Turkmenistan is a country located in Central Asia. It has an area of 488,100 square kilometers and a population of approximately 6 million people. The ethnic composition of Turkmenistan is largely Turkmen (83%), with minorities such as Uzbeks (9%), Russians (7%) and other ethnicities making up the remaining 10%. The majority of the population are adherents to Islam, with around 93% following Sunni Islam and 7% practicing other religions. Education is compulsory for children up to the age of 15 and the literacy rate is estimated to be around 99%. The official language is Turkmen but there are also many other languages spoken throughout the country such as Russian, Uzbek, Kazakh and various tribal languages. The capital city Ashgabat has an estimated population of over 1.5 million people making it one of the largest cities in Turkmenistan. Check hyperrestaurant to learn more about Turkmenistan in 2009.
Turkmenistan has sought to maintain the system of social benefits inherited from the Soviet era: pensions are paid to men at the age of 60, to women at 55. Visit AbbreviationFinder to see the definitions of TKM and acronym for Turkmenistan. Health care, as well as child care, is subsidized by the state and employers. There are 24 doctors per 10,000 residents (2010). Child mortality is relatively high; About 5 percent of children die before they turn five (2015). Substantial subsidies exist, as well as electricity, gas and water up to a certain level, and minimum wages have been introduced. In the country there is a rising unemployment rate, which is mainly due to the rapid expansion of the working-age population. Benefits are paid to the unemployed. Agricultural underemployment is considerable, with low incomes in this sector as a result. Check to see Turkmenistan population.
According to reports from Freedom House and Committee to Protect Journalists are Turkmenistan one of the countries in the world where freedom of the press is least respected. The role of the press is limited to act as a spokesman for the government and the public’s access to other media such as the Internet is controlled.
At the end of May 2006, Niyázov ordered the construction of a seismic measuring station near the Iran border with the aim of detecting possible nuclear test blasts in the neighboring country. The building took place within the framework of the IAEA, which works for the non-proliferation of nuclear weapons.
On December 21, Niyázov died of a heart attack after ruling the country for 21 years. The Security Council appointed Deputy Prime Minister Gurbanguly Berdymujammedov to serve as provisional president until elections could be held.

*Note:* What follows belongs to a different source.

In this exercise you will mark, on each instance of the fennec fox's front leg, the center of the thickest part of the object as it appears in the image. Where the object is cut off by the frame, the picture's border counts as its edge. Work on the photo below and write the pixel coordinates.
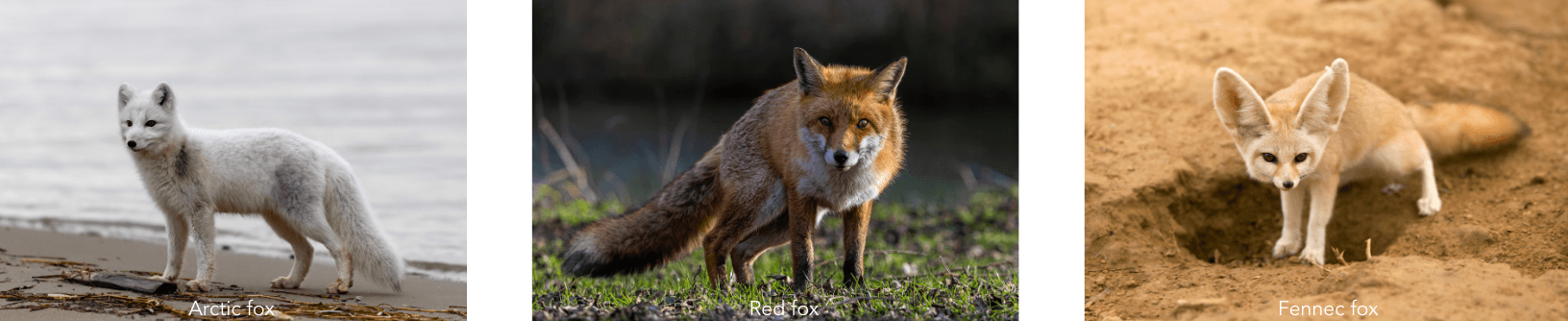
(1324, 191)
(1290, 235)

They were printed by Berdymujammedov himself for holding in February 2007. He got 89% of the vote and continued on the presidential post. The opposition stated that the election had been marked by extensive scams. Following the constitution, the chairman of the People’s Council, Ovezgeldi Atayev, should have been appointed president at Niyázov’s death, but Atayev was charged with crime and removed from his post.
After his accession, the new president repealed a number of his predecessors’ eccentric policies. He abrogated the president’s right to arbitrarily name places, cities and institutions, and reintroduced the traditional names of the months and days. Niyázov had changed the names with references to himself and his mother. At the same time, he allowed the opening of Internet cafes, expanded schooling from 9 to 10 years and allowed the teaching of foreign languages. Despite the reforms, however, he did not change the basic authoritarian character of the regime.
In December 2009, the first gas pipeline opened to China. It happened in Turkmenistan in the presence of China’s President Hu Jintao. Gas exports to China grew rapidly in the following years, so that in 2013 it accounted for 40% of Turkmenistan’s production. Exports to China compensated for a corresponding decrease in exports to Russia. Two more pipelines were under construction – among other things. a pipeline to the Caspian Sea. The country has the world’s second largest gas field, Galkynysh.
Berdymujammedov was «re-elected» as president in February 2012 with 97% of the vote. Reporters Without Borders reported in their World Press Freedom Index from the same year that Turkmenistan is in second place globally in terms of lack of press freedom.
In January 2012, the government passed a new law legalizing political parties – in addition to the government party. In August, the country’s first opposition party was created: the Party of the Industrial Owners and the Self-employed. In February, President Berdimuhamedow was re-elected with 97% of the votes cast.
Despite some Turkmen responsiveness to international human rights organizations, torture continues to be widespread. Torture was formally criminalized in 2012, but authorities still do not intervene in its use. Local human rights work is only tolerated to a very limited extent and takes place with life as an effort.
In August 2013, President Berdimuhamedow abandoned his membership of the TDP. This was done to strengthen his position as country father by standing over politics.